1 – Google has its own calculations that it does to analyze the content, and come to a decision as to which page makes more sense.
2 – Google can also check for external factors such as incoming links, anchor texts, contextual content on the links etc and decide as to which page among the two are more “popular” or “preferred”.
How do Search Engines deal with Duplicate content ?
Search Engines takes their own time until they get evidence of why a page is better than the other before they actually display them on the live search results. They would simply carry on with the other results in the queue and suspend the “possible duplicate content” from being displayed on the live results.
So what is a Canonical tag ? How does it help in dealing with duplicate content ?
A canonical tag is a simple piece of HTML code (<link>) that you insert into the <head> section of a duplicate page, letting the search engines know that they are on a duplicate page and they need to find the original content elsewhere, and guide them there.
So let’s pick an example.
Page 1 - http://www.google.com/duplicate-content.html (Original source content)
Page 2 – http://www.google.com/duplicate-content-800×600.html (Duplicate content)
Now, you add the canonical link tag to the duplicate page, Page 2.
<link rel=”canonical” href=”http://www.google.com/duplicate-content.html ” />
So what happens now ? As soon as Google bots land on the duplicate page (page with the canonical tag), it does not give weight age to the content on that page, rather follows the original URL in the canonical tag code.
Where/Which pages should you add a canonical tag?
Technically , any page that you think will loop the content from a different page.
For example – http://www.yoursite.com/page1.php?sessionid=12+author=ben should be canonically tagged to http://www.yoursite.com/page1.php.
How does Canonical Tag help WordPress blogs ?
In my opinion, canonical tags should not be automated on WordPress blogs. Because although there are several occurrences of possible duplicate content on WordPress, the canonical tags may not work there efficiently as they require some amount of manual checks.

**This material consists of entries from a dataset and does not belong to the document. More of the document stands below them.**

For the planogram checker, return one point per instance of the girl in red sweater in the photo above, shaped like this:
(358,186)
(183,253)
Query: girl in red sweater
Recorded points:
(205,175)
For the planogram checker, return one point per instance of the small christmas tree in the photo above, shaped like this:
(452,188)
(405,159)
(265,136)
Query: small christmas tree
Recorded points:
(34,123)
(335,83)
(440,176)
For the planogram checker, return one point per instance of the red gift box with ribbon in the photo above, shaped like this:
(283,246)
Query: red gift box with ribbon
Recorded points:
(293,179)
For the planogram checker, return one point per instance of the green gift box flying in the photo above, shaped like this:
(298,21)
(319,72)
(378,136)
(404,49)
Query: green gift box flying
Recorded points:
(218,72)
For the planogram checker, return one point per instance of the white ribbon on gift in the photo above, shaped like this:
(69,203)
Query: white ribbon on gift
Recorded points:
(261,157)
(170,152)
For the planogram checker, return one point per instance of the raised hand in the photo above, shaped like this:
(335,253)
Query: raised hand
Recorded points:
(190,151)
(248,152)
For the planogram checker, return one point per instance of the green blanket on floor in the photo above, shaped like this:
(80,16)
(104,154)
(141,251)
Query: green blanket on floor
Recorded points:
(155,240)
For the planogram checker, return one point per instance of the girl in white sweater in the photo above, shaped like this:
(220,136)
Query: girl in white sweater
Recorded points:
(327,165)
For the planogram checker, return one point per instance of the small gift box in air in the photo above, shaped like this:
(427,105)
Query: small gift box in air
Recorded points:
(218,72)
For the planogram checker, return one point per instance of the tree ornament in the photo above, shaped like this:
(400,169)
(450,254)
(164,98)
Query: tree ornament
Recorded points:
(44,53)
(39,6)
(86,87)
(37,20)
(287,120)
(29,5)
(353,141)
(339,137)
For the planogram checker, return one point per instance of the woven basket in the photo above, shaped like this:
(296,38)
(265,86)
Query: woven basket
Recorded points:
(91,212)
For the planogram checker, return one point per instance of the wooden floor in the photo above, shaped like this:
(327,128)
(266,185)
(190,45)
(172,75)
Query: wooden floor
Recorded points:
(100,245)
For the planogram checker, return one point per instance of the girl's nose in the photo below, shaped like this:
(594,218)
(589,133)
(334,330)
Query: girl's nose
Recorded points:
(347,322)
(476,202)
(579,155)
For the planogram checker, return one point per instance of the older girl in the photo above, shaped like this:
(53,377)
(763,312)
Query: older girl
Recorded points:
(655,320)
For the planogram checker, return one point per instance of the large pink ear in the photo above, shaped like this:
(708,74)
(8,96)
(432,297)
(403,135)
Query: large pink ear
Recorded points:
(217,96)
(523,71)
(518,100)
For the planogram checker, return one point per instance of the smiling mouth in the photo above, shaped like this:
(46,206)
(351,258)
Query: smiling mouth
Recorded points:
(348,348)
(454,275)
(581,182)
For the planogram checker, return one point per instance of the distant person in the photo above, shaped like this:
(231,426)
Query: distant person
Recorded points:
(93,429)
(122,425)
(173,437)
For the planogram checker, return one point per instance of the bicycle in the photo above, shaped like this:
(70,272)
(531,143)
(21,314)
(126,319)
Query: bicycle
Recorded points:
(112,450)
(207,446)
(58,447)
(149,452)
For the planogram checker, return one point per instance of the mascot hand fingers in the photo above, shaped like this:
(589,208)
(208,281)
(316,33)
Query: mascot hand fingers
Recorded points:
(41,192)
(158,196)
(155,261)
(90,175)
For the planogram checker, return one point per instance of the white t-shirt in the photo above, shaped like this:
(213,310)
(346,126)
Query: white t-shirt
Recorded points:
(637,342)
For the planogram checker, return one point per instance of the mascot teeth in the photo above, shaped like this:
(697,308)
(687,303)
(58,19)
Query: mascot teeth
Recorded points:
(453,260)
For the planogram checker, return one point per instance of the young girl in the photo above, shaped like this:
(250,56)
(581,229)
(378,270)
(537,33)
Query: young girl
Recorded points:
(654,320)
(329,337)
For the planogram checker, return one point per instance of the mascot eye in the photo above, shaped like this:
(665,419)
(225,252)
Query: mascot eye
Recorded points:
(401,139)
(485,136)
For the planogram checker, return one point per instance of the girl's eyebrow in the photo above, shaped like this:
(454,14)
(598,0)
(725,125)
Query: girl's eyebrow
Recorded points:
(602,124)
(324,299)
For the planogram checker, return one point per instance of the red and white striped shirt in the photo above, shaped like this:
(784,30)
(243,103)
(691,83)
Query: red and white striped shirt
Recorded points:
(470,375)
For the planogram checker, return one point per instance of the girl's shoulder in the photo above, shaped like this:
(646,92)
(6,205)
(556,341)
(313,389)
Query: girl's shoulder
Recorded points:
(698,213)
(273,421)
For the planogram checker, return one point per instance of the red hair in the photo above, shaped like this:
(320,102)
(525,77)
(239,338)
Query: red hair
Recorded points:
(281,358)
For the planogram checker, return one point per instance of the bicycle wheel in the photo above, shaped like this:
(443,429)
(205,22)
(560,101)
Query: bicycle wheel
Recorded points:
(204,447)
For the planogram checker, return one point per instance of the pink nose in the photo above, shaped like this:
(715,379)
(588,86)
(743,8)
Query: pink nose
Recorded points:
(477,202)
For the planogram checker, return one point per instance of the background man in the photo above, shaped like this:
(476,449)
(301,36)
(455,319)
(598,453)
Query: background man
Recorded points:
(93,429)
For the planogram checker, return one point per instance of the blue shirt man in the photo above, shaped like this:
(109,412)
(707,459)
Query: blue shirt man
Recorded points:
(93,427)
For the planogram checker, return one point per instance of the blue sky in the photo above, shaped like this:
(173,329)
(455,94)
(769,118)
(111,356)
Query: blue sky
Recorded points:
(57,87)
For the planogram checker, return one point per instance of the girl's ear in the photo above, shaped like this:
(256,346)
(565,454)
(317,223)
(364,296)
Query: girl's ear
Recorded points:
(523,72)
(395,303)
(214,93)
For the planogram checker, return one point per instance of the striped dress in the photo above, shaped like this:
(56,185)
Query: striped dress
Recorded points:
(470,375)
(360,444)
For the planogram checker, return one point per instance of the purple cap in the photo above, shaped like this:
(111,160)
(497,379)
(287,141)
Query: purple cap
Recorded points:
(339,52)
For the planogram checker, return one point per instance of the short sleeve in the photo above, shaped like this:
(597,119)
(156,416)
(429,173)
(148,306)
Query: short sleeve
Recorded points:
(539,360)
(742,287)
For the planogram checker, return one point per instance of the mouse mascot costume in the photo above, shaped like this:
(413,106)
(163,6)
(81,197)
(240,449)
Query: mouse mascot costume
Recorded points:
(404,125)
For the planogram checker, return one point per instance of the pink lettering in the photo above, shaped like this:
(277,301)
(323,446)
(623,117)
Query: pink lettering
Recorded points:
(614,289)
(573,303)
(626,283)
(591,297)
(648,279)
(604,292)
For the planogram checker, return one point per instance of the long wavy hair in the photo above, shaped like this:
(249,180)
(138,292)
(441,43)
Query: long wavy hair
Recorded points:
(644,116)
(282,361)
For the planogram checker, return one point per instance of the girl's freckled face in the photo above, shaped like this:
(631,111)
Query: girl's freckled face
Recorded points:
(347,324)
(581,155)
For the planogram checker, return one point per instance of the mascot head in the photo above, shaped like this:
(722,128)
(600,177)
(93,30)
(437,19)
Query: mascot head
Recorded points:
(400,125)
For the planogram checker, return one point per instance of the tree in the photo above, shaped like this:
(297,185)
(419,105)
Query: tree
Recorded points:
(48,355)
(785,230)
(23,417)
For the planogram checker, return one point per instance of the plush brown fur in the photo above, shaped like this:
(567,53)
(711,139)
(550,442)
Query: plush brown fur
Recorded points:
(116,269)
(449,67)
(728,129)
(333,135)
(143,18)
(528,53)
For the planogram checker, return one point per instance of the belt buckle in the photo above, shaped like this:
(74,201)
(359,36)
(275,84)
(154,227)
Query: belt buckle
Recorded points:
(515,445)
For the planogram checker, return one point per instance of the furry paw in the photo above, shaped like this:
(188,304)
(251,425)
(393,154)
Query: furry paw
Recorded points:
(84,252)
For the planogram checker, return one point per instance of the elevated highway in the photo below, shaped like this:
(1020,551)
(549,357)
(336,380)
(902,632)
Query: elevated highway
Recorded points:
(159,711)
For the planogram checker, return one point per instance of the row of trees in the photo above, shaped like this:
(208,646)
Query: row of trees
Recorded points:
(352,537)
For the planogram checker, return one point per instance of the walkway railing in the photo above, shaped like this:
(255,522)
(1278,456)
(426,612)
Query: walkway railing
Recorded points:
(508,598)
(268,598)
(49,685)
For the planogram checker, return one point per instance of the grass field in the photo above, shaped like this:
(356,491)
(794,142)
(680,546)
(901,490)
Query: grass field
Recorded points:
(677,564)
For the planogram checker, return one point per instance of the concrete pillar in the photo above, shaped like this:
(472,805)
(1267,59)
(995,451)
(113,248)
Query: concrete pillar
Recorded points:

For example, on WordPress blogs, tags and archives creates a possible duplicate content situation, but not either can be effectively controlled by canonical tags. In such situations, meta noindex tags are far more effective.
But in instances like series posts (101-tips-part1.html and 101-tips-part2.html) , where IF the content are strikingly similar, one may manually insert the canonical tags to good use.
Otherwise, I’d stay away from automation at least for now.